20 October, 2012

Get well soon

Title: Get Well Soon! My (un)Brilliant Career as a Nurse
Author: Kristy Chambers
Genre: Memoir
Audience: Adult
Format: Book - Library

From Goodreads: Falling into the nursing profession, Kristy Chambers spent almost a decade working with a wide range of people, ranging from drug addicts to cancer patients. Dark, humorous, honest, and compassionate, this memoir illustrates the incredible work nurses do and the many challenges they face. A tribute to the wonderfully brave people Chambers met during her career, this book portrays both joyous and difficult experiences.

What I thought: Yet another book I discovered through Richard Fidler's excellent radio program called The Conversation Hour. You can access the audio of the interview here.
I know it's most probably completely politically incorrect to find a book about sick people funny, but this was! Kristy Chambers takes us through her pre graduate placements and her first ward placements, giving us a warts and all view of nursing. It was funny from the first, and very refreshing! Chambers had no great calling to nursing. In fact it came down to choosing between it and teaching and she decided 
 sick people trumped teenagers.
 If your looking for sympathetic, overly concerned politically correct stories about the sick and dying - wrong book!  Chambers is brutally honest about everything including hating some of her patients (the trick is to hide it) and finding body fluids stomach churning and not really her cup of tea.
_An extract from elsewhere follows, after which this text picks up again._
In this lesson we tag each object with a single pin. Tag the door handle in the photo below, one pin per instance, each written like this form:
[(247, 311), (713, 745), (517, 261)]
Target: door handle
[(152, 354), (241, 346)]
In fact, I can imagine some people being offended by the off hand way she talks about some diseases.

And even though though throwing up was definitely not my idea of a good time, the bulimic at least got to have a bit of fun first, eating everything before they did whatever ugly, cut-throat shit was necessary to get rid of it. I thought I would choose their tribe if pushed.  Chapter 1 Anorexiaville p.9


And then she shows you a side that made you realise she did care about her patients and sympathised with them.

So I had some of the same hang-ups, perhaps, but luckily, I fell far short of the extreme examples before me. It was not inevitable that I would have early onset osteoporosis, or be rendered infertile. ...I didn't have hard calluses on the back of my hands from shoving them down my throat 50 times a day, from throwing up water, and I didn't want to disappear. These girls were winning at losing, dying right in front of your eyes. Chapter 1 Anorexiaville p.12

In fact the tone of the book reminded me of the way as a teacher we would speak about kids in the staffroom on a Friday afternoon after a hard week. You'd say things you would never, ever say outside the staffroom, using words you would never, ever say normally (stupid, idiot, little shit) , but also needing to debrief. I would assume a lot of what Chambers says is the same that nursing stuff say all the time in the safety of a staffroom, knowing what's said in the staffroom, stays in the staffroom.
Chambers makes no apologies for her attitude, although she does make sure the reader knows that a lot of what she says in her head is never heard by the patient. What they see and hear is a professional nurse whose job is to care for them, clean them up and hold their hand - no matter how rude and terrible they are to her.

Get Well Soon is what I imagine nursing to be like - warts and all. I would suggest NOT eating while reading it, but would completely recommend it to anyone who wants to know what nursing is really like.